I don't like chasing technology fads. It's important to maintain a healthy level of skepticism, so you don't waste your time, or even end up making some expensive mistakes.

If your skepticism is too well-developed, however, you might overlook some solutions to your thorny problems.

The debate about microservices is important, insofar as they are not a silver bullet, and you could wind up in trouble if you think you can just "sprinkle some microservices on it" and then lean back and watch the magic happen. See this post by Martin Fowler about what kind of processes you should have in place before it makes sense to try to introduce microservices to your architecture.

But sometimes our debates are unproductive, because we get hung up on less relevant details, like how many lines of code makes it "micro," or whether serverless makes microservices obsolete. For me, that's like arguing over what color the paint job should be when you really should be deciding whether you're getting a car, a truck, or a city bus.

The real power unlocked by microservices is not about the particulars of the technology choices you make. What it's really about is enabling a workflow whereby a small team can deliver at whatever cadence they like best with no handoffs required to any other group. I call this partitioning the value streams. In waterfall workflows, we throw things over the wall and wait. We might get some feedback days later and then start the cycle again. One of the great paradoxes of software development is that we can deliver faster and reduce risk at the same time.

Imagine a company that has grown quickly, but is still not large. They have a monolithic application that is released once a week, and is feature-frozen a week before that.
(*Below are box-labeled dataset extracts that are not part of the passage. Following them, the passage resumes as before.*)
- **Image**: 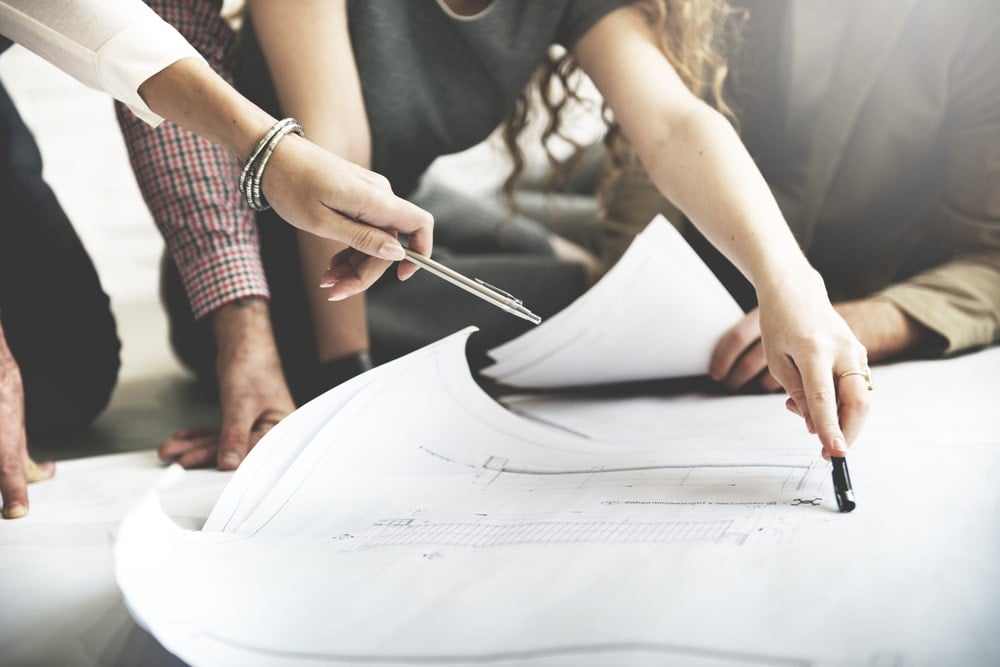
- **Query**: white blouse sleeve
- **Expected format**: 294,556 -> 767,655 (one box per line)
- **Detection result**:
0,0 -> 201,126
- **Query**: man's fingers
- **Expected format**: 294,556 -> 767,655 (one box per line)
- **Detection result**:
156,428 -> 219,462
218,414 -> 254,470
250,410 -> 288,449
24,456 -> 56,484
175,446 -> 219,470
0,460 -> 28,519
708,310 -> 760,382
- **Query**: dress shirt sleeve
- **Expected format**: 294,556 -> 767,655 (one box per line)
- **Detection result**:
116,0 -> 269,319
0,0 -> 200,125
881,0 -> 1000,353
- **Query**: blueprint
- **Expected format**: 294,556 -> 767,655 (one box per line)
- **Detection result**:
115,331 -> 1000,667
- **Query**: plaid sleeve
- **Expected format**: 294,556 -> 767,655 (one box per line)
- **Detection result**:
115,0 -> 269,319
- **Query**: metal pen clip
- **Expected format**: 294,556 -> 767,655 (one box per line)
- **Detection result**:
473,278 -> 524,306
406,248 -> 542,324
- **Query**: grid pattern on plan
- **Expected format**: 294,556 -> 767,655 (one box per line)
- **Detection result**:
349,519 -> 733,551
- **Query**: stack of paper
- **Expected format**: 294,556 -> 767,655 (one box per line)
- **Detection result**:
482,216 -> 743,387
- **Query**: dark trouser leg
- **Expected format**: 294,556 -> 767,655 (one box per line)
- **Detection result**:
0,86 -> 121,432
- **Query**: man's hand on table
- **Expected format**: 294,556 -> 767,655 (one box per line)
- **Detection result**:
0,326 -> 56,519
159,299 -> 295,470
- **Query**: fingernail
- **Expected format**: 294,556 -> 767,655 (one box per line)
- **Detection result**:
378,241 -> 406,261
219,452 -> 240,468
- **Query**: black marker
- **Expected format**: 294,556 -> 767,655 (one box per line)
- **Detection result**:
830,456 -> 857,512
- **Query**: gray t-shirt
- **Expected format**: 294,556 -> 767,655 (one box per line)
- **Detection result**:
240,0 -> 630,195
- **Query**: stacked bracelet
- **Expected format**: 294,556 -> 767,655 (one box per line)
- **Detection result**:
240,118 -> 305,211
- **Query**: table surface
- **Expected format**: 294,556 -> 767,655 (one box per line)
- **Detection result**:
0,347 -> 1000,665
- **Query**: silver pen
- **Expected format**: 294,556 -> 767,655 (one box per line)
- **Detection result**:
406,248 -> 542,324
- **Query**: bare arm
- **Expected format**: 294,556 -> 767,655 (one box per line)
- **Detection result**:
573,8 -> 868,456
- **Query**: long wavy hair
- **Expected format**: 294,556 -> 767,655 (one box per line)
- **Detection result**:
501,0 -> 739,204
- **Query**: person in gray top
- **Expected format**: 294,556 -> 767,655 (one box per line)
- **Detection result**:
127,0 -> 869,474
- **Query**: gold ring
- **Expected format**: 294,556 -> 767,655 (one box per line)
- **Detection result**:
837,366 -> 875,391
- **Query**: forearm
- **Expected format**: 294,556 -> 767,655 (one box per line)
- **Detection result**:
632,103 -> 819,291
877,250 -> 1000,353
574,8 -> 821,292
247,0 -> 371,363
139,58 -> 275,166
209,298 -> 281,377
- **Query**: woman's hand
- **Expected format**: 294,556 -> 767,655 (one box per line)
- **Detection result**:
757,271 -> 870,458
262,135 -> 434,300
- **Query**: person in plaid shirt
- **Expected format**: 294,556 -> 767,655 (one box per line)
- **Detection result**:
120,0 -> 870,480
0,0 -> 433,519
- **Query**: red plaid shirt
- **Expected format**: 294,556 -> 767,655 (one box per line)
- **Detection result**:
115,0 -> 270,318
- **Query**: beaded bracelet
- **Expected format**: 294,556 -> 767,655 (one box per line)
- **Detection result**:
239,118 -> 305,211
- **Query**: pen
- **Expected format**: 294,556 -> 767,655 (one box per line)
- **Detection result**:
830,456 -> 857,512
406,248 -> 542,324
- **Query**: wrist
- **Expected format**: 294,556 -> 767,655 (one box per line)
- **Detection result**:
139,58 -> 275,161
210,297 -> 277,365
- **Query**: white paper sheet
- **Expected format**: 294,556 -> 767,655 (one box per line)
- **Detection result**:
115,332 -> 1000,667
0,451 -> 230,667
481,216 -> 743,387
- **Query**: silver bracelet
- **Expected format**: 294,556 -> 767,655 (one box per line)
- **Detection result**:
239,118 -> 305,211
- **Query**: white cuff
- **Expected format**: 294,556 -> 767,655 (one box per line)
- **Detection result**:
94,16 -> 204,127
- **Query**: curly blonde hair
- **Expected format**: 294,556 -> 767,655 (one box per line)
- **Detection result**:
501,0 -> 737,202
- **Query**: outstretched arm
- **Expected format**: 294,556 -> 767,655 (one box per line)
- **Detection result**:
573,8 -> 869,456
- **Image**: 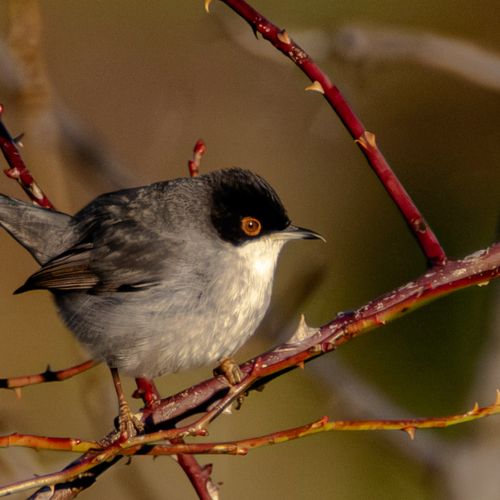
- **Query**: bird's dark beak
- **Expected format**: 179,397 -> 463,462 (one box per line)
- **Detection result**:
275,224 -> 326,243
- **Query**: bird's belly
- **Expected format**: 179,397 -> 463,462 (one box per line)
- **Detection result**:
56,276 -> 271,377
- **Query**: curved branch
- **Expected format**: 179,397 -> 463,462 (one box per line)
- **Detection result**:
217,0 -> 447,266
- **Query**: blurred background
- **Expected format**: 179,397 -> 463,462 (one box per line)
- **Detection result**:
0,0 -> 500,500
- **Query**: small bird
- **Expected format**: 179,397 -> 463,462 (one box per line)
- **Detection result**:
0,168 -> 323,434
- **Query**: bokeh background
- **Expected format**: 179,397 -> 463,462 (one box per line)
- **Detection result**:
0,0 -> 500,500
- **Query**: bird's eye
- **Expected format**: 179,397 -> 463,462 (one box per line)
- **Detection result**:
241,217 -> 262,236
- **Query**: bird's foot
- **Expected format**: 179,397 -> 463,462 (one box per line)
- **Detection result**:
118,401 -> 144,441
214,358 -> 243,385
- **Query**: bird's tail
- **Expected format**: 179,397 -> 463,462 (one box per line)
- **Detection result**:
0,194 -> 76,264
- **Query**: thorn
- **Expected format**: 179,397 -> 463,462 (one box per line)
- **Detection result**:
354,130 -> 377,149
401,427 -> 417,441
31,183 -> 44,200
304,80 -> 325,94
276,30 -> 292,45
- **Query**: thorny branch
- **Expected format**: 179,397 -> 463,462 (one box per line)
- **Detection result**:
0,0 -> 500,498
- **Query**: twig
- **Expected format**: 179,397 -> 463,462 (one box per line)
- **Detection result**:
148,243 -> 500,425
0,104 -> 54,209
0,359 -> 99,395
188,139 -> 207,177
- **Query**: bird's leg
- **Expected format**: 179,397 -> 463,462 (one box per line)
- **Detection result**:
214,358 -> 243,385
132,377 -> 161,410
110,368 -> 144,441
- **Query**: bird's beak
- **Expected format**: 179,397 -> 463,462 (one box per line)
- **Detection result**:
274,224 -> 326,243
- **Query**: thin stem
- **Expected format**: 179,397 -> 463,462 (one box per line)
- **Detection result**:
217,0 -> 447,266
0,359 -> 99,394
0,104 -> 54,209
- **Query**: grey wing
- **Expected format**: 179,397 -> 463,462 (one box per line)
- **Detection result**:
14,219 -> 179,294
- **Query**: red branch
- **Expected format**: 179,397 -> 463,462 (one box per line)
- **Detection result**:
0,104 -> 54,209
221,0 -> 447,266
146,243 -> 500,425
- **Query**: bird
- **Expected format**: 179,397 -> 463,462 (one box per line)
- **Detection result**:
0,168 -> 324,434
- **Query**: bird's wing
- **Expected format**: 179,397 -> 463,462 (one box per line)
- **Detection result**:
15,219 -> 182,294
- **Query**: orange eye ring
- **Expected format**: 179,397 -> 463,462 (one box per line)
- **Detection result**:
241,217 -> 262,236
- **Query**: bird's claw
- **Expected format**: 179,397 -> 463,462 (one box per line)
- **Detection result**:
214,358 -> 244,385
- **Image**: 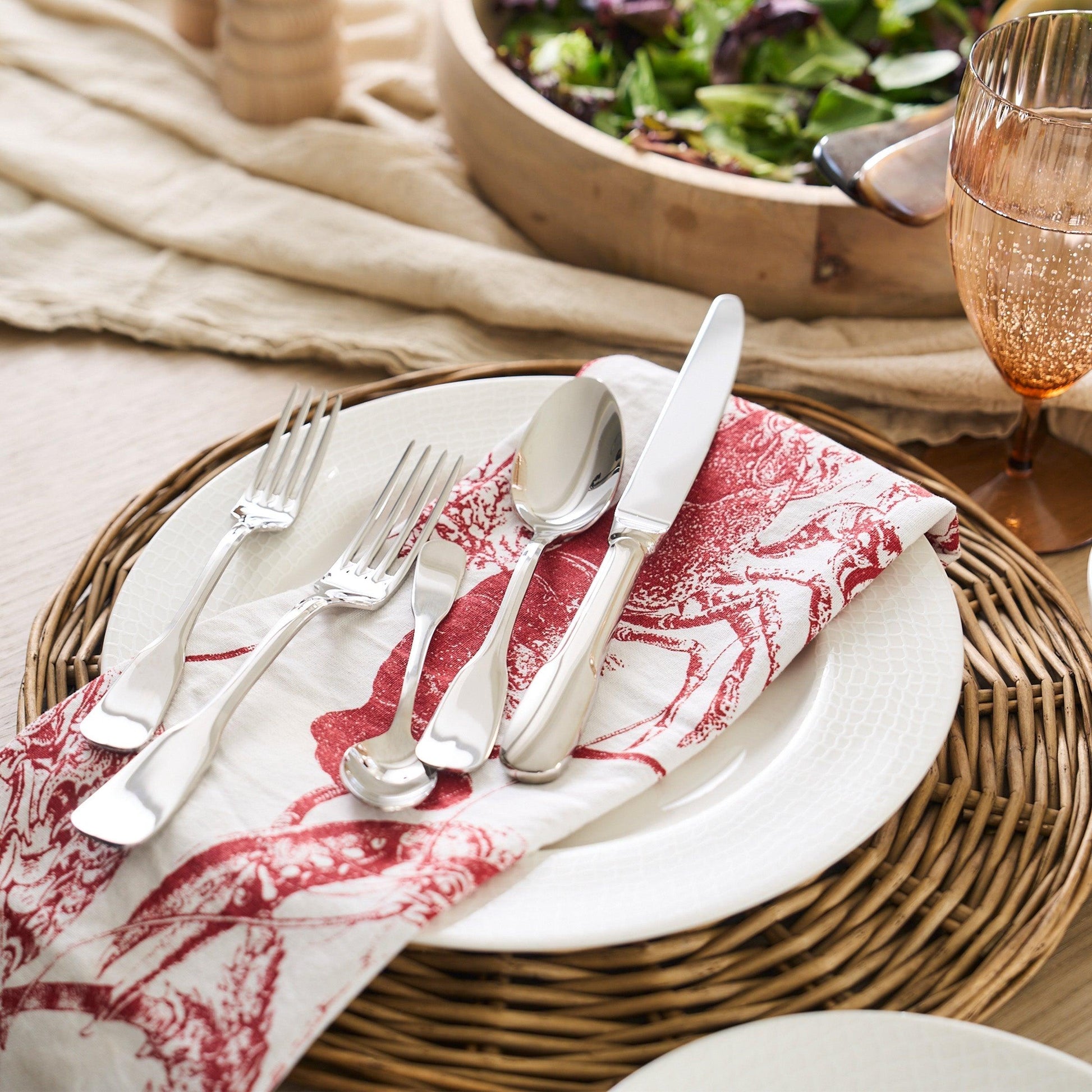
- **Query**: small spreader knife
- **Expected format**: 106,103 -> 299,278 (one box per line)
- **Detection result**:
500,296 -> 744,782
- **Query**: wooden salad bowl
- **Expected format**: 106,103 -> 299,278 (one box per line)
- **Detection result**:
438,0 -> 961,318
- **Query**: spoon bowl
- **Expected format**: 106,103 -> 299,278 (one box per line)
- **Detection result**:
417,377 -> 623,773
341,742 -> 435,811
512,375 -> 622,542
They're up to about two dozen full-time software engineers, so they're starting to feel the coordination overhead of working on a single large component. Here's a partial list of problems routinely faced by this group that are also solved by partitioning the value streams:

  • someone writes an inefficient database query, and the whole business goes down
  • the CI/CD build takes ten minutes to run, and if any change is made to main while that happens, it has to start over
  • people race to get their changes in before the feature freeze. If you make the cutoff, your changes will go live in a week. If you miss the cutoff, it takes two weeks to ship
  • a bug in a minor feature can take the whole business down, so a change to anything necessitates performing hours of regression testing on everything
  • some engineers want to be consulted in case something they wrote is going to be changed
  • the monolith can scale horizontally, but it is not possible to scale high-demand APIs independently of low-demand APIs
  • innovating is so risky that experiments are discouraged and the default answer is "no"
  • people responding to incidents are unlikely to have worked on the part of the application that is misbehaving
  • availability of the system is only as good as the least available subsystem
  • the dependency graph of the code is unreadable
  • the codebase suffers from high coupling and low cohesion
  • since deploys are not from trunk, it's necessary to forward port patches from the release candidate to main

As long as there are organizations addressing these problems (and others) with microservices, the argument that it's a technology fad does not hold any water.